While I was in detention in my room, in the dark, I used my mind just as my father had asked me: I reassessed every step, false or not, that I had taken the night I was caught by the British policeman. And I came to certain conclusions. First, there was no doubt that my parents had been right. My being late had been a pointless risk. No clever resistance fighter gets into a confrontation with the enemy unless it is on his own initiative and with the objective of securing an advantage. Any contact between the enemy and the resistance that is not initiated by the latter only benefits the enemy. I had taken an unnecessary risk by staying in the Sanhedriya caves until after curfew had begun, because I was dreaming dreams. A true resistance fighter must subjugate even his dreams to the pursuit of victory. At a time when the fate of the nation was being sealed, dreaming for its own sake was a luxury that only girls might perhaps indulge in. A fighter must be on his guard, especially against dreaming about Yardena, who, although she was almost twenty, still had a girlish habit of arranging the hem of her skirt after she sat down, as if her knee was a baby that needed to be covered up properly, not too little so as to catch cold and not too much so that it will not be able to breathe. And when she played the clarinet it was as though the music came not from the instrument but straight out of her body, passing through the clarinet only to pick up some sweetness and sadness, and taking you to a real, silent place where there is no enemy, no struggle, and where everything is free from shame and treachery and clear of thoughts of betrayal.

That's enough, idiot.

With such thoughts I reached the Orient Palace, with one voice pleading with me to turn around and go home before I got into deep trouble and another making fun of me for being a scaredy-cat, and a third, which was less a voice than a steel vise, urging me to go inside.

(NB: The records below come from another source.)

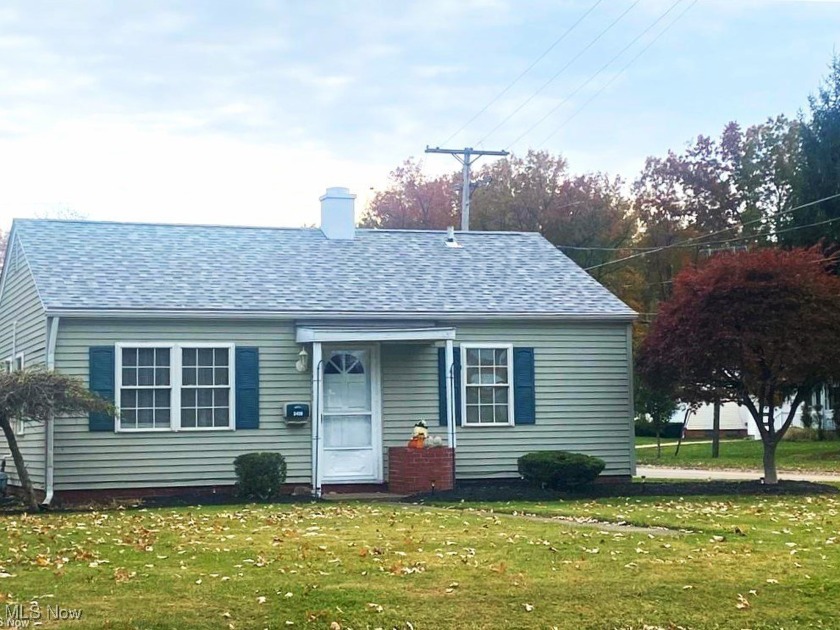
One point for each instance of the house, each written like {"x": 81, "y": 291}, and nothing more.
{"x": 734, "y": 420}
{"x": 737, "y": 422}
{"x": 326, "y": 345}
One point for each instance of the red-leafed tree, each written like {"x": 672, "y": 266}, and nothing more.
{"x": 414, "y": 202}
{"x": 755, "y": 327}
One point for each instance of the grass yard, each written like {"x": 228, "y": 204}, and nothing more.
{"x": 746, "y": 454}
{"x": 642, "y": 441}
{"x": 378, "y": 565}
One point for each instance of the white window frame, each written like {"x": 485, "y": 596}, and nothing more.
{"x": 175, "y": 385}
{"x": 495, "y": 346}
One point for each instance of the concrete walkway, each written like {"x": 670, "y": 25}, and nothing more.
{"x": 662, "y": 472}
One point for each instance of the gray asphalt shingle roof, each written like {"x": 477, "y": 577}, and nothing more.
{"x": 130, "y": 266}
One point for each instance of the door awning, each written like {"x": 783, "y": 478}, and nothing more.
{"x": 325, "y": 334}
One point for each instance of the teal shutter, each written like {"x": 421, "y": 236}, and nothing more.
{"x": 524, "y": 401}
{"x": 247, "y": 388}
{"x": 101, "y": 377}
{"x": 456, "y": 360}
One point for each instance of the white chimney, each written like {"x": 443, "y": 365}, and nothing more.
{"x": 338, "y": 216}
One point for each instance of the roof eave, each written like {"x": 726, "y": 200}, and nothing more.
{"x": 338, "y": 315}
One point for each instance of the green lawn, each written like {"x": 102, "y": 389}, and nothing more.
{"x": 641, "y": 441}
{"x": 746, "y": 454}
{"x": 377, "y": 565}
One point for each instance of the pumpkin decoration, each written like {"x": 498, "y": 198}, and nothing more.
{"x": 419, "y": 435}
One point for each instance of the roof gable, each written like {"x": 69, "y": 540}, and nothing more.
{"x": 81, "y": 265}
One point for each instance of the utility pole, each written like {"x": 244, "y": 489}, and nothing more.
{"x": 467, "y": 158}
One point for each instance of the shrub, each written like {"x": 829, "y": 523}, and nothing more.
{"x": 644, "y": 428}
{"x": 559, "y": 469}
{"x": 260, "y": 475}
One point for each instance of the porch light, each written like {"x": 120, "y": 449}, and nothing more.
{"x": 302, "y": 363}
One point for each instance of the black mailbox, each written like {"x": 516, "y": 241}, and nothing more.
{"x": 297, "y": 411}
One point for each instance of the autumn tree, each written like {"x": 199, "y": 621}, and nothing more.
{"x": 753, "y": 327}
{"x": 414, "y": 201}
{"x": 819, "y": 175}
{"x": 586, "y": 216}
{"x": 34, "y": 395}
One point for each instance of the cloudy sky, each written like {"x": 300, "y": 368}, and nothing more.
{"x": 244, "y": 112}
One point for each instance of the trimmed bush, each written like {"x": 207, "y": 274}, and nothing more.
{"x": 559, "y": 469}
{"x": 260, "y": 476}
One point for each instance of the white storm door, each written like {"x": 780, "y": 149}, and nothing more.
{"x": 350, "y": 435}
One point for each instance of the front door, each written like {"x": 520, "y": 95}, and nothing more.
{"x": 350, "y": 432}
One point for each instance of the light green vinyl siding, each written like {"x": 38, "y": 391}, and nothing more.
{"x": 409, "y": 393}
{"x": 90, "y": 460}
{"x": 23, "y": 327}
{"x": 583, "y": 398}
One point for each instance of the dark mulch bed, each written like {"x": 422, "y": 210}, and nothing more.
{"x": 188, "y": 500}
{"x": 519, "y": 491}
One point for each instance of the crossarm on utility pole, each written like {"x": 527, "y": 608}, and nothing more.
{"x": 467, "y": 157}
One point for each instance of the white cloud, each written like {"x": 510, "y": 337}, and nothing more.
{"x": 116, "y": 171}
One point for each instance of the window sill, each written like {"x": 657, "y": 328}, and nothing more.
{"x": 484, "y": 425}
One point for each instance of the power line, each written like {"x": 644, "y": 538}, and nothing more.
{"x": 697, "y": 238}
{"x": 790, "y": 229}
{"x": 594, "y": 76}
{"x": 557, "y": 74}
{"x": 524, "y": 72}
{"x": 618, "y": 74}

So I slipped into the bar, avoiding the billiard players in the front room and hoping they did not notice me, repressing the urge to touch the green baize with my fingertips. (To this day I find it hard when I see baize to resist feeling its softness.) A couple of British soldiers with red berets, the sort we called poppies, their tommy guns hanging from their shoulders, were chatting with the barmaid, who laughed as she leaned forward to give them the tankards of frothy beer and a good look at her cleavage, but I didn't spare her a glance. I crossed the smoke and the smell of beer and intrigues and made it safely to the back room. At a table covered with flowery oilcloth, I spotted my man. He was not quite as I remembered him. He was stranger, more serious, more British. He was sitting bent over a book; his thick thighs were crossed, his uniform crumpled and untidy. He wore wide khaki shorts down to his knees, and a wide wrinkled shirt of greenish khaki (as opposed to the yellowish khaki of local manufacture that my father wore). On his shoulders I could see the silvery glint of his policeman's number, which I had memorized on the first night: 4479. An easy, pleasant number. His pistol had slipped around again and was squashed between his back and the back of the chair. In front of him on the table were an open Bible, a dictionary, a glass of yellowish lemonade that had lost its fizz, two more books, an exercise book, a crumpled handkerchief, and an open bag of candy. As he beamed at me, his face looked slack, as though he had too much skin, which had a slightly unhealthy hue, like melted vanilla ice cream. His cap, the one that he had placed briefly on my head that night, was lying at the edge of the table, looking more authoritative and official than Sergeant Dunlop himself. His hair was brown and thinning, and he had a ruler-sharp part right in the middle of his head, like the watershed that we had been learning about in geography.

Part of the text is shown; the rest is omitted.